# Question for Angie or any Janome owner



## Ruby (May 10, 2002)

Yesterday while I was sewing my HT2008 would keep sewing after I took my foot off the foot pedel. I would have to turn the switch off to get it to stop. When I would turn it back on it would give the fc error on the readout. Then very shortly switch back to sewing mode. I could sometime sew a complete seam or two before it did it again.

Probably did it 7 or 8 times while I was making a vest. I'm hopeing it was just a glitch in the computer and it don't do it again. But anyone know what could be wrong.

The FC code says the foot pedel was unpluged while the machine was on, but I didn't unplug the foot pedel. I'm wondering if maybe the pedel is dusty on the inside that could be causing that.


----------



## AngieM2 (May 10, 2002)

Did you unplug and plug the foot petal back in. Sounds as if your machine has the button on it for starting/stopping the sewing when the foot petal is not plugged in. have you taken a bit of fabric and unplugged the foot petal, and used just the button to see what it would do?

And have you just cleaned all you can at home, really good.

I know I had a machine do that to me once, and I think I just had to clean it good, and reset the foot petal connection in the recepticle on the machine.

If none of that works, I'm thinking it might be time for a servicing of the machine. How long has it been since you've had it professionally cleaned and taken care of? and light or heavy use sewing?

Good luck.


----------



## Ruby (May 10, 2002)

Mine don't have the button for sewing, it's foot pedel controled only. I did take the bobbin race out and it had some lint build up, and did unplug the pedel then plugged it back in. 

I had it setting on the highest speed, so I lowered the speed then raised it back and I finished the vest without it doing it again. But it was doing it only once in a while. So don't know if that stopped it or not.

I've not had it serviced it before because I haven't really used it that much. I will get out there tomorrow and see if I can see if there is some more lint somewhere and check it out. It's almost like the foot pedel gets stuck and don't release when I take my foot off.


----------



## AngieM2 (May 10, 2002)

You might want to check the move part of the foot petal to see if it sticks. Try it when not plugged in. If it looks sticking, I am thinking maybe a drop of WD-40 might make it not stick.

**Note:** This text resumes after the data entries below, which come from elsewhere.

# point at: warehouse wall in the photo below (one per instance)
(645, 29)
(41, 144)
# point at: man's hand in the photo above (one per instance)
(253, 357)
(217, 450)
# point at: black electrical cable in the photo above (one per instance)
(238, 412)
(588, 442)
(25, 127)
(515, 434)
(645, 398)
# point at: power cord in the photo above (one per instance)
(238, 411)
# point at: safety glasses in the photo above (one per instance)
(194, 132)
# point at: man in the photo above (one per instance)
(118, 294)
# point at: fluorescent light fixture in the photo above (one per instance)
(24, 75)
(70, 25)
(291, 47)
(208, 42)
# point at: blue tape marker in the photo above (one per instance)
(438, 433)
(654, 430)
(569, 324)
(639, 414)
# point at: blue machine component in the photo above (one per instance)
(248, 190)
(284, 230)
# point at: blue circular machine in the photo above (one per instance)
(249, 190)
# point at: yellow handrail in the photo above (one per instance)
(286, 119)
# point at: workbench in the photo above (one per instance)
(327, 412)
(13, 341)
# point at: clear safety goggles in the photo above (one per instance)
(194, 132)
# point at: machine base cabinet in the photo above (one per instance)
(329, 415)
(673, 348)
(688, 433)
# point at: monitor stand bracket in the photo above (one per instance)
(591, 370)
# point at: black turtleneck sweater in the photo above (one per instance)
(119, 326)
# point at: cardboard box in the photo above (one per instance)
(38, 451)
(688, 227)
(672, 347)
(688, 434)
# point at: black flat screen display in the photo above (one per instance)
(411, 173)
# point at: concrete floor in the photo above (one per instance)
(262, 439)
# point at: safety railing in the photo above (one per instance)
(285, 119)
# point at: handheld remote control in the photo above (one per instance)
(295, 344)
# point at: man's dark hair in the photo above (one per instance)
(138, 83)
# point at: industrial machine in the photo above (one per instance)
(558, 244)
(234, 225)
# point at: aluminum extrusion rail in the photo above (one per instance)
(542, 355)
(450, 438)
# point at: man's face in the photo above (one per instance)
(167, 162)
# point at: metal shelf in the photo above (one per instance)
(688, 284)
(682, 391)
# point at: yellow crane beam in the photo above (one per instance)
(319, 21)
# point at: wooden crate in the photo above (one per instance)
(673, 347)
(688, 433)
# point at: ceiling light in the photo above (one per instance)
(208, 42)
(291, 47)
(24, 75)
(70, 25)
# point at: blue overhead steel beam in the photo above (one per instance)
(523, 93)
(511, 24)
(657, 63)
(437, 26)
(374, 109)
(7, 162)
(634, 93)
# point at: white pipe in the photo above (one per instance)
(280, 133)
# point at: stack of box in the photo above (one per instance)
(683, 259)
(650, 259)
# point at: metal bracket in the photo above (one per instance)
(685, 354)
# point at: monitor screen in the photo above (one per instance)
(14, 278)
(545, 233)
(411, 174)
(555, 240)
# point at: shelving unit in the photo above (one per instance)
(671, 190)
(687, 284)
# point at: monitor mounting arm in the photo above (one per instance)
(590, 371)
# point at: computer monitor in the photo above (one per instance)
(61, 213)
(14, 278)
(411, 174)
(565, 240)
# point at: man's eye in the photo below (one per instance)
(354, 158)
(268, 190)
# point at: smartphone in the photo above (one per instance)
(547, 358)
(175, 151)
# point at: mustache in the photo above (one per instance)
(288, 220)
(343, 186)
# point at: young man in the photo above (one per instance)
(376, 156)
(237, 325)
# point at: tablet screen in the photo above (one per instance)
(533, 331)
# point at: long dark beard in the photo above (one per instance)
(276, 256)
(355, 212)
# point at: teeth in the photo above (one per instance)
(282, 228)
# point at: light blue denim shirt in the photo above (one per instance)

but be careful there and sneak up on it, as it is not something I've tried before, but just using logic it sounds as if it might help.


----------



## Molly Mckee (Jul 8, 2006)

I was on a Janome forum last night where they were talking about this same problem. It seems to be a "known problem" with certain Janome models and the foot peddle may have to be replaced.


----------



## Belfrybat (Feb 21, 2003)

I have the HT2008 and haven't experienced that problem. If you haven't already done so, unplug the machine from the wall as well as the foot pedal. Wait 5 mins to plug back in to clear any residual memory. That might work.


----------



## Ruby (May 10, 2002)

I took the bottom plate off the foot pedal and cleared out the cobweb and dead spider, LOL and it seems to be working now. 

Thanks everyone for the suggestions. 

Belfrybat, how do you like yours. I love mine and that's the first time I've had any problems .


----------